NIK sprawdzała też jak reagowano na wykryte nieprawidłowości i czy poważnie podchodzono do naprawiania błędów. Z tym było już lepiej, bo w raporcie z kontroli w dziale „ważniejsze wyniki kontroli” napisano, że urzędnicy wzięli sobie do serca krytykę.
- W Urzędzie Miasta Nowy Sącz w okresie objętym niniejszą kontrolą NIK przedmiotowy jej zakres byłl zbieżny wyłącznie z jednym badaniem audytowym – przeprowadzonym w III kwartale 2010 r. – w zakresie przestrzegania przepisów prawa ustawowego oraz przyjętych procedur wewnętrznych w zakresie wydawania decyzji budowlanych przez Wydział Architektury i Budownictwa. W wyniku tego audytu wydane zostało 5 zaleceń zmierzających do: usprawnienia funkcjonowania Wydziału m.in. poprzez opracowanie i wdrożenie procedur wewnętrznych związanych z wydawaniem decyzji lokalizacyjnych, o warunkach zabudowy i o pozwoleniach na budowę, których realizacja została potwierdzona w wyniku przeprowadzenia w listopadzie 2011 r. audytu sprawdzającego” - czytamy dalej.
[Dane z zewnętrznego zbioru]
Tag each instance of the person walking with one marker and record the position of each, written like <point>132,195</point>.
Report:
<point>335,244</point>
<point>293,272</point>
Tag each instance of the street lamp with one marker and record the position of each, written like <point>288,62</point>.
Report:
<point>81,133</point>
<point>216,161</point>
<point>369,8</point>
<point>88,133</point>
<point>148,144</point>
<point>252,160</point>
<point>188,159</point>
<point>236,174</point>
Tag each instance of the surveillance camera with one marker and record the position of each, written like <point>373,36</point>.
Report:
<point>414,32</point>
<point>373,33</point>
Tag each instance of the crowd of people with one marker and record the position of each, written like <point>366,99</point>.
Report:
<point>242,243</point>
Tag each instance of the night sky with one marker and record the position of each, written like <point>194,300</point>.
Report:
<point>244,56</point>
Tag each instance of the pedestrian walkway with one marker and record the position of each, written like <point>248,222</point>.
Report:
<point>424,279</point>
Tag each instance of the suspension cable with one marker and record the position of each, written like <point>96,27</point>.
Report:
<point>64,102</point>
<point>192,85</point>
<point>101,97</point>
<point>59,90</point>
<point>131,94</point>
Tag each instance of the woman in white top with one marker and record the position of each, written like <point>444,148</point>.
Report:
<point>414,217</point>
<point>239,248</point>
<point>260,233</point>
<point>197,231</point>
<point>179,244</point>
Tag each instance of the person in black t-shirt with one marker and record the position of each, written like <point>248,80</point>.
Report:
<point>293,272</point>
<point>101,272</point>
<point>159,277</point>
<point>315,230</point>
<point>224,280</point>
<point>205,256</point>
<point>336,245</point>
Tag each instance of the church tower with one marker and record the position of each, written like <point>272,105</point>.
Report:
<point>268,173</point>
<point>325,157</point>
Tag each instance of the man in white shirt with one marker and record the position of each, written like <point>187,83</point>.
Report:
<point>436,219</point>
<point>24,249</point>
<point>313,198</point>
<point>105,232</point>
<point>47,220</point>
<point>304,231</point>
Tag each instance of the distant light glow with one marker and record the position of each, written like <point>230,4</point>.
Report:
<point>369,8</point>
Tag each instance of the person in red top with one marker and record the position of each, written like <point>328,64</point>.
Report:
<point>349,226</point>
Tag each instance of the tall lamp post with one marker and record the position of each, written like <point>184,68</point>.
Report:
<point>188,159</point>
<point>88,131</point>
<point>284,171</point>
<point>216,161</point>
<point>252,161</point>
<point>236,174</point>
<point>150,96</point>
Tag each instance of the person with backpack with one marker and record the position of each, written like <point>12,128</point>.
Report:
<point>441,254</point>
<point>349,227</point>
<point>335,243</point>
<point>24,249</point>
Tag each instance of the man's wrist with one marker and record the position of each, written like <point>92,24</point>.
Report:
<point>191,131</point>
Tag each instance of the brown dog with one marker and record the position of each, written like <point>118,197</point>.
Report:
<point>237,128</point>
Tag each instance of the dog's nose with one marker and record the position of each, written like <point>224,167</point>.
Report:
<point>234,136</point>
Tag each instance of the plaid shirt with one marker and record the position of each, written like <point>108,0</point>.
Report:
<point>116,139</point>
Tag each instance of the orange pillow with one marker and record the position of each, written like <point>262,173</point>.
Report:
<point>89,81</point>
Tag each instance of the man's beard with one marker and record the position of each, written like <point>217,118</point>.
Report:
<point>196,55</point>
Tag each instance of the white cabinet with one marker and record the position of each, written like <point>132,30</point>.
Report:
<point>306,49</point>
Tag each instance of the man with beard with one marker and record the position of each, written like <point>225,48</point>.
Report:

Zaniedbania po stronie gmin częściowo miały związek z brakiem precyzyjnych przepisów, które nie zobowiązywały gmin do ograniczania lub odmowy realizacji inwestycji na obszarach zagrożonych powodzią. Problemem była też opieszałość Regionalnych Zarządów Gospodarki Wodnej. Dyrektorzy RZGW byli ustawowo zobowiązani do opracowywania studiów ochrony przeciwpowodziowej, które miały pomóc gminom w zarządzaniu takimi terenami. Według danych RZGW tylko dwóch Dyrektorów wywiązało się z określonego prawem obowiązku.
NIK podkreśla jednak, że ani niedoskonałości prawa, ani zaniedbania organów administracji rządowej (Dyrektorów RZGW) nie zwalniają gmin z odpowiedzialności za racjonalne kształtowanie polityki przestrzennej, w tym planowanie zabudowy z uwzględnieniem zagrożenia powodziowego.

Zdaniem radnego Tadeusza Gajdosza (PO) Urząd Miasta nie dba jak należy o mieszkańców, którym może zagrozić woda. W jednej ze swoich interpelacji domagał się odwodnienia terenu osiedla Zawada- Brzeziny, gdzie na zboczu planuje się budowę aż 16 domów. Jego zdaniem pozwolenia na ich budowę wydano nie uwzględniając poważnych zagrożeń i protestu okolicznych mieszkańców.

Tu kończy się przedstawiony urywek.